Le Shinkansen, le train à grande vitesse japonais, introduit pour la première fois en 1964, a étendu son réseau de lignes à travers le pays au cours des 60 dernières années, passant par la même occasion d’une vitesse de pointe de 210 Km/h à 320 Km/h. Aujourd’hui encore, le Shinkansen continue d’évoluer, avec la construction en cours du Shinkansen linéaire, dont la vitesse maximale de 500 km/h. À partir du 16 mars, le réseau s’étend de nouveau avec l’ouverture d’une voie entre les villes de Kanazawa et Tsuruga.

Relier l’archipel japonais du nord au sud

Le premier train à grande vitesse japonais, le Shinkansen Tôkaidô (entre Tokyo et Shin-Osaka), a été inauguré juste avant les Jeux olympiques de Tokyo de 1964. Connu sous le nom de Dream Super Express, il était le premier train au monde à rouler à plus de 200 Km/h, et est devenu un symbole de la reconstruction d’après-guerre et du miracle économique japonais. En 1972, le Shinkansen San’yô est entré en service entre Shin-Osaka et Okayama, et en 1975, le Shinkansen a été prolongé jusqu’à Hakata, pour atteindre l’île de Kyûshû.

Les premières rames du Shinkansen Tôkaidô et du Sanyô (Pixta)
Les premières rames du Shinkansen Tôkaidô et du Sanyô (Pixta)

En 1982, le Shinkansen Tôhoku (entre Ômiya et Morioka) et le Shinkansen Jôetsu (entre Ômiya et Niigata) ont été ouverts, prolongeant le réseau cette fois vers le nord au départ de Tokyo. Entre-temps, la compagnie ferroviaire nationale japonaise (JNR), qui a donné naissance au Shinkansen, a été privatisée et morcelée en 1987 en raison de difficultés financières. Ses opérations ont été reprises par plusieurs entités nouvelles du groupe JR (Japan Railways).

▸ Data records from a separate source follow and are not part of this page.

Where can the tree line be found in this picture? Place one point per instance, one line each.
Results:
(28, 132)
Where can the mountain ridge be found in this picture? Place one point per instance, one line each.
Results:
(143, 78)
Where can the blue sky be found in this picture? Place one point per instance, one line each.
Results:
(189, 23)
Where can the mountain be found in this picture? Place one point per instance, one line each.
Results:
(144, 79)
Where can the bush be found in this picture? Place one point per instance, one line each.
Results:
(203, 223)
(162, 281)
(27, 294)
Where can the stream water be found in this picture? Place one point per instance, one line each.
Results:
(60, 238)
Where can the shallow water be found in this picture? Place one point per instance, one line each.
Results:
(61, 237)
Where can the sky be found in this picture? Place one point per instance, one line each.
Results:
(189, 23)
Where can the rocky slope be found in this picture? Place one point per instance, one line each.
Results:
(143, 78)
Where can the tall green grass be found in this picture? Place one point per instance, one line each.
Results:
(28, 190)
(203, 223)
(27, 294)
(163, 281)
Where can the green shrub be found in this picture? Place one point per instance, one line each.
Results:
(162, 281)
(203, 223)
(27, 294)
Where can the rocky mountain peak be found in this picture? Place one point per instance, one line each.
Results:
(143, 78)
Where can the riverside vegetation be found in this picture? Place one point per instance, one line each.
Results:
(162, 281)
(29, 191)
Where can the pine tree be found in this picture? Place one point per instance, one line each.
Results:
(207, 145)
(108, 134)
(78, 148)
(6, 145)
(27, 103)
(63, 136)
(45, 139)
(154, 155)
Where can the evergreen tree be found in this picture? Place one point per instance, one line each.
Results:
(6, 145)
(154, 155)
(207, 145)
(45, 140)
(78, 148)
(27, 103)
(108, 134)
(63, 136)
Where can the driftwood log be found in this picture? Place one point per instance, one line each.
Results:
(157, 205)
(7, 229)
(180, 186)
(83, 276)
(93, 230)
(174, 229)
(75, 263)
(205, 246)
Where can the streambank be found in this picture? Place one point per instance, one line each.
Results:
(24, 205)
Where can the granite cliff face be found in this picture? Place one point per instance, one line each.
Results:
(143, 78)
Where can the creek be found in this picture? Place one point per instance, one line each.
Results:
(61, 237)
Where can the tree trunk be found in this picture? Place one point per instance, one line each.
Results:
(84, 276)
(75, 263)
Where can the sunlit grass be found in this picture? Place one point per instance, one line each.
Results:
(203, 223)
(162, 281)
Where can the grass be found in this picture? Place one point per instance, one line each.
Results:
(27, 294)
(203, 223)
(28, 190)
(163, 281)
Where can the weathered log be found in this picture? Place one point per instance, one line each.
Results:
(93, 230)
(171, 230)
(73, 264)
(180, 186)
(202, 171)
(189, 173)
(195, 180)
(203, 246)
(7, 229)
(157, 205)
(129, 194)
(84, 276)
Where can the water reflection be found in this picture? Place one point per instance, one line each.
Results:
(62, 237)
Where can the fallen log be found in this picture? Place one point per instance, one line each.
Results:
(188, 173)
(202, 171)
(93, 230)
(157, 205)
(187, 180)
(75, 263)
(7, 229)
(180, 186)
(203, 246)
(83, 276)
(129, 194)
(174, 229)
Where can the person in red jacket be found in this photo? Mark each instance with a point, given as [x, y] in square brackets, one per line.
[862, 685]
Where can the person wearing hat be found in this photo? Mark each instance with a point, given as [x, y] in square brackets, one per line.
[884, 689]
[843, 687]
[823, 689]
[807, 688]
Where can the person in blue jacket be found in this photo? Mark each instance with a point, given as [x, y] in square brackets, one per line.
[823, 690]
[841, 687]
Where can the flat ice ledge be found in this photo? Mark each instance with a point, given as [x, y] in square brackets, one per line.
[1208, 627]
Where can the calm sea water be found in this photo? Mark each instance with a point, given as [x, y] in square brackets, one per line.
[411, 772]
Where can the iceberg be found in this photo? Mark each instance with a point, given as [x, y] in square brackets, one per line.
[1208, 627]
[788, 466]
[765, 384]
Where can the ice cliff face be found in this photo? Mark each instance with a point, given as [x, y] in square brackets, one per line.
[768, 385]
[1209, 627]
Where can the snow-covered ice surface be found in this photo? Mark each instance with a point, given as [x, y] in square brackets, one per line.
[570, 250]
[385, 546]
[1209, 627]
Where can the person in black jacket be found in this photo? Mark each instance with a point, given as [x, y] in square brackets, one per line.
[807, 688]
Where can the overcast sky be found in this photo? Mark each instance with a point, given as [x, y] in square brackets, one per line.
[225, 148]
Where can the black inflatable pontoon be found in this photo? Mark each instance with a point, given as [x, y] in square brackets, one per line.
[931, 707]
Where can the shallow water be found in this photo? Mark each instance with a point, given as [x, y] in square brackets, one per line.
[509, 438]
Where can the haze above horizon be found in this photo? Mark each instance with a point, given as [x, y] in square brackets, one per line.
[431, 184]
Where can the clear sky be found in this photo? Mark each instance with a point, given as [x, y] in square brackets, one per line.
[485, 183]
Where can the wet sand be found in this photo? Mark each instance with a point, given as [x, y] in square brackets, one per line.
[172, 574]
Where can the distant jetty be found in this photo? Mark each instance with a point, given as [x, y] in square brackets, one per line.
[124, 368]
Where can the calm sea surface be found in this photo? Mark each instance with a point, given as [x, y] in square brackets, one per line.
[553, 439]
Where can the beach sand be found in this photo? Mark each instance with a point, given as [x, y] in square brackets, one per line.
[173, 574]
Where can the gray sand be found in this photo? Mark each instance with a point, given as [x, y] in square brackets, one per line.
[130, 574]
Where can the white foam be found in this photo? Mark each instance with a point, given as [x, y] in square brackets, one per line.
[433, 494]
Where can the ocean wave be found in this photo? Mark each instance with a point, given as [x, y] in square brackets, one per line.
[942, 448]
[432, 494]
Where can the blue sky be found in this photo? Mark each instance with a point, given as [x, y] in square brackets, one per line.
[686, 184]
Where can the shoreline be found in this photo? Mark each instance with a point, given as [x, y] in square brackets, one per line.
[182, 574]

Lorsqu’il est devenu financièrement difficile de construire de nouvelles lignes de Shinkansen, avant et après la privatisation de Japan Railways, une nouvelle doctrine, dite du « mini-Shinkansen », a été mise en œuvre : les lignes conventionnelles ont été modernisées pour avoir la même largeur de voie que les lignes de Shinkansen. C’est ainsi que le Shinkansen Yamagata a été inauguré en 1992 et le Shinkansen Akita en 1997. Les rames du Shinkansen Tôhoku pouvaient ainsi circuler sur les sections de mini-Shinkansen, bien qu’à des vitesses ne dépassant pas 130 km/h.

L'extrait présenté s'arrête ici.